Par Mis en ligne le 20 octobre 2017

En 2006, je suis arrivé à Fort McMurray, en plein cœur du pays des sables bitu­mi­neux. Dans cette ville faite pour 35 000 per­sonnes vivaient déjà 75 000 habi­tants, prin­ci­pa­le­ment des hommes âgés de 18 à 60 ans, tra­vaillant presque tous dans l’industrie pétro­lière. Le long de l’autoroute 63, nous avons longé les immenses étangs pleins de déchets pétro­liers. Recevant des rési­dus toxiques 24 heures par jour, ils sont tel­le­ment vastes qu’on pour­rait les aper­ce­voir de l’espace. Nous avons plus tard sur­volé cet incroyable pay­sage de terres dévas­tées, de puits de pétrole et de machi­ne­rie indus­trielle qui détruisent les ter­ri­toires cris et dénés. Partout, l’odeur âcre du bitume nous enva­his­sait, rap­pe­lant aux popu­la­tions locales dans quel enfer elles vivaient.

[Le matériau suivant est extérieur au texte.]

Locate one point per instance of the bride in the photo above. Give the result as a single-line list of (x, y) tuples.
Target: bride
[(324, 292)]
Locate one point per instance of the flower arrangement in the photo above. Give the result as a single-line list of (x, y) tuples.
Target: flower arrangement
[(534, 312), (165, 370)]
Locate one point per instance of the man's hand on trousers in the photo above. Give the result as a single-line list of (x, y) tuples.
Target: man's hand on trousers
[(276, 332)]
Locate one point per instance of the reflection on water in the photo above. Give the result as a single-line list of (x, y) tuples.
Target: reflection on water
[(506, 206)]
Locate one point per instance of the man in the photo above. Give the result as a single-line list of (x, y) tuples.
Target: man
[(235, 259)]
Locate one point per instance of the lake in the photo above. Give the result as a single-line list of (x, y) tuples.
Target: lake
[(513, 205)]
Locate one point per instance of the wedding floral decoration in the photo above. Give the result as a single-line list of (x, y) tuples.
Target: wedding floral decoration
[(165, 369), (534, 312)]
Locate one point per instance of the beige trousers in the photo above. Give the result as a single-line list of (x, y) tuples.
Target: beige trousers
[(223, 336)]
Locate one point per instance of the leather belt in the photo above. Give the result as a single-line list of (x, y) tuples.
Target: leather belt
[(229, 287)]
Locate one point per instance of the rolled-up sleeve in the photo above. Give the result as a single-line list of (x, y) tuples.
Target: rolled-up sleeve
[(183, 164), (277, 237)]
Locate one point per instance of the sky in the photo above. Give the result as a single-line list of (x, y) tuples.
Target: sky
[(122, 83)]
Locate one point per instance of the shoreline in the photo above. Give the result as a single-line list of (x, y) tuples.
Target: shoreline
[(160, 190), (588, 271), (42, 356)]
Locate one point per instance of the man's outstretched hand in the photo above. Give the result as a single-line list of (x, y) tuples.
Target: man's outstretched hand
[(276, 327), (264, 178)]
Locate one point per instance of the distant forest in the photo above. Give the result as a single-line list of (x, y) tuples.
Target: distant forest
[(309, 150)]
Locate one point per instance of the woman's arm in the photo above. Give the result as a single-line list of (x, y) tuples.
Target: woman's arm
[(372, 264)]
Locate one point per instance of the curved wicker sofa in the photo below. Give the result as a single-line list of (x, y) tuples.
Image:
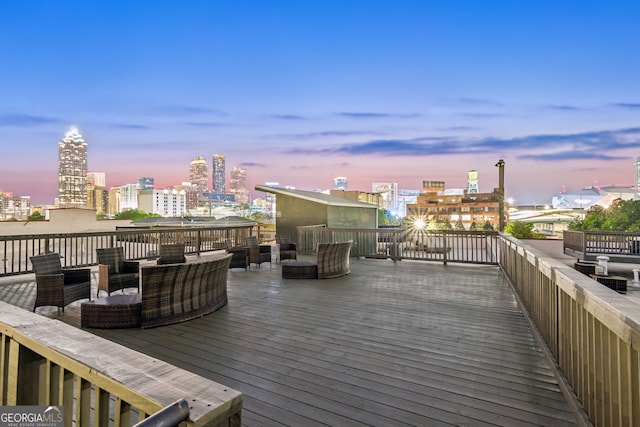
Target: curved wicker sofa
[(332, 260), (171, 293)]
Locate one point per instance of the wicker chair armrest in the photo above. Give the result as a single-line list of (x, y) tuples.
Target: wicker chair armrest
[(130, 267), (76, 275), (45, 281)]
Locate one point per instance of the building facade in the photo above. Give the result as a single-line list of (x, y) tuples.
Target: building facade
[(340, 183), (219, 184), (145, 183), (389, 193), (199, 174), (72, 170), (167, 203), (238, 184)]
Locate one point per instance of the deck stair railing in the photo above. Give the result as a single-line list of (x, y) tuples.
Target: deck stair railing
[(45, 362), (478, 247), (591, 331)]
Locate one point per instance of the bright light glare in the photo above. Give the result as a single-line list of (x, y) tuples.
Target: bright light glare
[(419, 224)]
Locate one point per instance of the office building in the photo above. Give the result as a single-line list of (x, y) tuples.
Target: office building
[(389, 193), (72, 170), (218, 174), (128, 197), (238, 184), (167, 203), (199, 174), (145, 183), (456, 207), (97, 194)]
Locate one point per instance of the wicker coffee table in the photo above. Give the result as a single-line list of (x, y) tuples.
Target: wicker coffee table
[(114, 311), (300, 270)]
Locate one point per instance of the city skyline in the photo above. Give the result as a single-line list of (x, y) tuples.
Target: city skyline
[(302, 93)]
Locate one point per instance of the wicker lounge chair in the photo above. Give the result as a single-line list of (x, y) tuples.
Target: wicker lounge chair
[(172, 254), (114, 272), (57, 286), (288, 250), (258, 253), (240, 258)]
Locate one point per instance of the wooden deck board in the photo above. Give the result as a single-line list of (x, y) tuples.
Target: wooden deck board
[(406, 343)]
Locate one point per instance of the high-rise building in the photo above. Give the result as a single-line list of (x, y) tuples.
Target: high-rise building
[(199, 174), (340, 183), (238, 184), (218, 173), (72, 170), (145, 183), (473, 183), (97, 194), (389, 193), (636, 176)]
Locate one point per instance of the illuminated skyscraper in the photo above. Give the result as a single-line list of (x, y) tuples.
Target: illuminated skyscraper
[(218, 173), (199, 174), (238, 184), (72, 170), (145, 183), (340, 183)]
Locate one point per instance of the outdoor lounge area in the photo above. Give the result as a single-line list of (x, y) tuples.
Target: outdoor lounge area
[(392, 343)]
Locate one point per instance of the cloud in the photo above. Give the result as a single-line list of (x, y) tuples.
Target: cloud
[(600, 145), (287, 117), (571, 155), (630, 105), (478, 101), (563, 107), (355, 115), (129, 126), (206, 124), (484, 115), (328, 134), (18, 119), (185, 110)]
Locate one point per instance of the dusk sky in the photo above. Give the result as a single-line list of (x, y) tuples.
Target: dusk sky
[(300, 92)]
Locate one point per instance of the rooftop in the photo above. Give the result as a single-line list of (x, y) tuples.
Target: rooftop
[(393, 343)]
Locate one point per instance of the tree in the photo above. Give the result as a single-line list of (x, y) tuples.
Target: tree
[(36, 216), (487, 226), (622, 215), (133, 214), (522, 230)]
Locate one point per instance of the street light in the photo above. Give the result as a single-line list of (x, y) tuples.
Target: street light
[(500, 166)]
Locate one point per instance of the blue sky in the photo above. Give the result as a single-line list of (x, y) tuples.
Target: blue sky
[(302, 92)]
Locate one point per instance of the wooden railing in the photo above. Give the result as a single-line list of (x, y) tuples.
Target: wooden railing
[(621, 246), (592, 332), (478, 247), (46, 362), (79, 249)]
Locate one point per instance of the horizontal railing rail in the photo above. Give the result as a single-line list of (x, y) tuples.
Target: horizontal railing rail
[(620, 243), (591, 331), (45, 362), (478, 247), (79, 249)]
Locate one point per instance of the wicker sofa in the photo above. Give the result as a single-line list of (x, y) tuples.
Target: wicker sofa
[(332, 260), (56, 286), (171, 293), (115, 272)]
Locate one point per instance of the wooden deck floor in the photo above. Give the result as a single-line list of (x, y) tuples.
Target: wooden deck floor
[(406, 343)]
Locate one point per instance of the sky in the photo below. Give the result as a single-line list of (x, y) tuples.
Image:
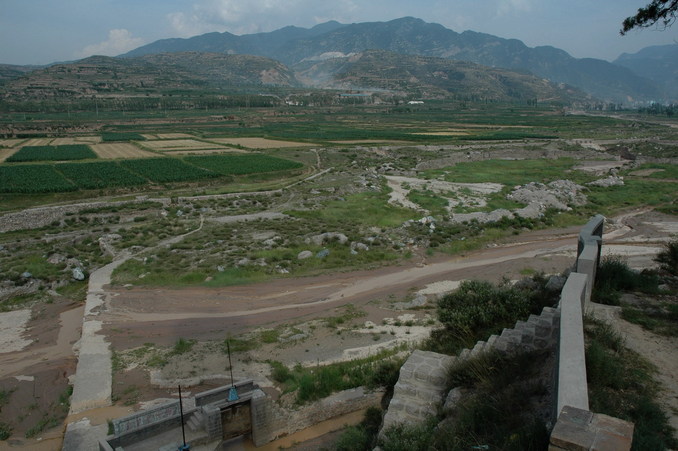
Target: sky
[(46, 31)]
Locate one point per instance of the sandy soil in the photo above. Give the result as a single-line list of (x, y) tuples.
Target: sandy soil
[(260, 143), (38, 374), (12, 325), (474, 193), (660, 350)]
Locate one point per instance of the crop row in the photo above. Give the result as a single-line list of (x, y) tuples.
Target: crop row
[(243, 164), (122, 136), (52, 153), (50, 178)]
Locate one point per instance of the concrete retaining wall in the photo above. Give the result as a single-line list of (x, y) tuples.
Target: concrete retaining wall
[(571, 383), (419, 390)]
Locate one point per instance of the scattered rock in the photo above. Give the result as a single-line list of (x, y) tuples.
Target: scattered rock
[(453, 397), (55, 259), (418, 301), (323, 238), (612, 180), (304, 255), (355, 246), (78, 273)]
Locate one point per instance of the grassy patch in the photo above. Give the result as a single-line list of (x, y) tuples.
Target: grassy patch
[(52, 153), (182, 346), (361, 437), (500, 410), (509, 172), (621, 384), (380, 370), (614, 276), (367, 209), (478, 309)]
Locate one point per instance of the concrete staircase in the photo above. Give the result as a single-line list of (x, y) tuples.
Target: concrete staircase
[(197, 421), (420, 389)]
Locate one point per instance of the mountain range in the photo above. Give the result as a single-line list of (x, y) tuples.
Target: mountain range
[(407, 56), (294, 46)]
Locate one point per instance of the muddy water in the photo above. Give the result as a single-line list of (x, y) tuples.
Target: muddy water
[(334, 424), (71, 326)]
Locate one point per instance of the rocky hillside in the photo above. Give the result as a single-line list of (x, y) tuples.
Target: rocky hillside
[(428, 77), (658, 63), (292, 45), (150, 74)]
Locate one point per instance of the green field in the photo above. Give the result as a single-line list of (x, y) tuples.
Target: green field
[(52, 153), (243, 164), (63, 177)]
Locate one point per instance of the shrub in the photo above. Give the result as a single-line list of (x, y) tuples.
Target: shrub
[(668, 258), (182, 346), (478, 309), (614, 276), (5, 431)]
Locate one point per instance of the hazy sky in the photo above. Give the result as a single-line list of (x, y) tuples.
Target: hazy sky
[(44, 31)]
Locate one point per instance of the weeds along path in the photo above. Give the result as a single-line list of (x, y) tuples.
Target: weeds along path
[(661, 351), (93, 377)]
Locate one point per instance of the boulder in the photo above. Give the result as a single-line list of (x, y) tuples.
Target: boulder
[(304, 255), (78, 273), (326, 237), (556, 283)]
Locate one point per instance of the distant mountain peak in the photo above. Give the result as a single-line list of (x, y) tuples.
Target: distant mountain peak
[(412, 36)]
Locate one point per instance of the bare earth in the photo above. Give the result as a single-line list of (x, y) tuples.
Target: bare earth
[(121, 150), (135, 316)]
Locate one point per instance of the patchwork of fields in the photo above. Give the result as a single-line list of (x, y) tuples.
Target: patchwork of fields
[(44, 167)]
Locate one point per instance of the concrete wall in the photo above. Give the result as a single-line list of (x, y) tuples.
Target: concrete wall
[(571, 383), (270, 421)]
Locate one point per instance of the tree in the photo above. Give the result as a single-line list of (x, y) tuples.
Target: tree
[(662, 11)]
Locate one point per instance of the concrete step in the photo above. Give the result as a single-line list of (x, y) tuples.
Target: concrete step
[(478, 349), (491, 341)]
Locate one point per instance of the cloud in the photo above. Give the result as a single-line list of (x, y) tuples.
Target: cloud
[(119, 41), (252, 16), (506, 7)]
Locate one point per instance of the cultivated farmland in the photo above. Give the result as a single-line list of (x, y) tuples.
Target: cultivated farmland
[(99, 175), (33, 178), (121, 150), (6, 153), (164, 170), (76, 140), (52, 153), (260, 143), (243, 164), (179, 144)]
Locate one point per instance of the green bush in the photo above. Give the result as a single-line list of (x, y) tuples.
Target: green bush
[(621, 384), (614, 276), (478, 309), (182, 346), (668, 258), (5, 431)]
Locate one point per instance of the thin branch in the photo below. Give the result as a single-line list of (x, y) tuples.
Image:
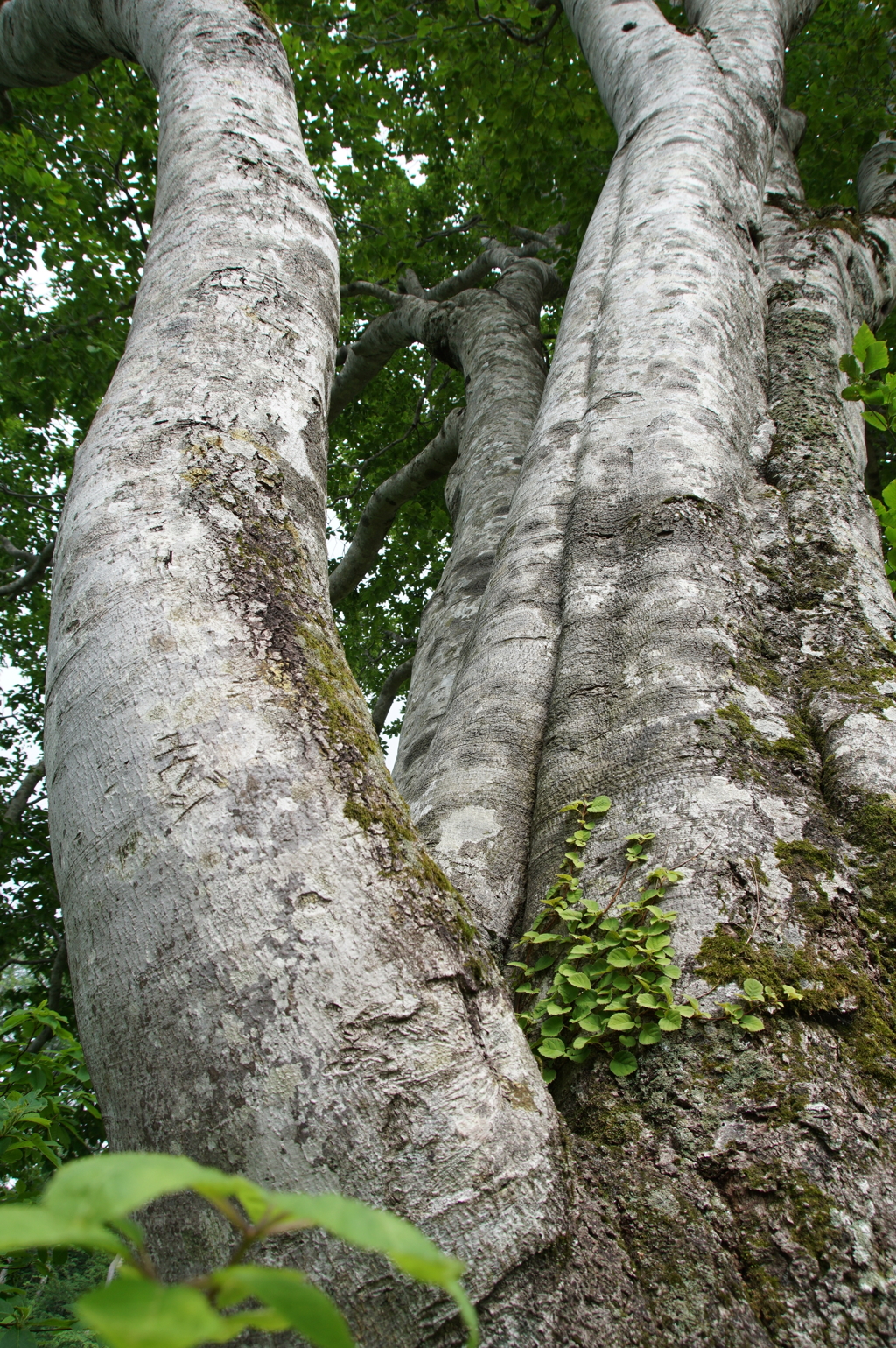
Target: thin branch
[(387, 333), (536, 39), (20, 554), (17, 805), (32, 498), (383, 506), (368, 287), (388, 692), (32, 574)]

À Fort Chipewyan, nous avons exploré les berges du magni­fique fleuve Athabasca, une source vitale pour les peuples autoch­tones ainsi qu’un lieu de haute signi­fi­ca­tion spi­ri­tuelle. On nous a raconté que le fleuve était main­te­nant empoi­sonné et que le niveau de l’eau était dan­ge­reu­se­ment bas à cause de la suru­ti­li­sa­tion des eaux par l’industrie. Les aînés, les res­pon­sables des bandes et les jeunes nous ont décrit leur vie de misère, la mala­die et la mort qui rôdent par­tout et la des­truc­tion de la sub­stance de la vie à cause des sables bitu­mi­neux. Les popu­la­tions qui chas­saient, pêchaient et récol­taient dans le delta étaient main­te­nant inca­pables de sub­ve­nir à leurs besoins.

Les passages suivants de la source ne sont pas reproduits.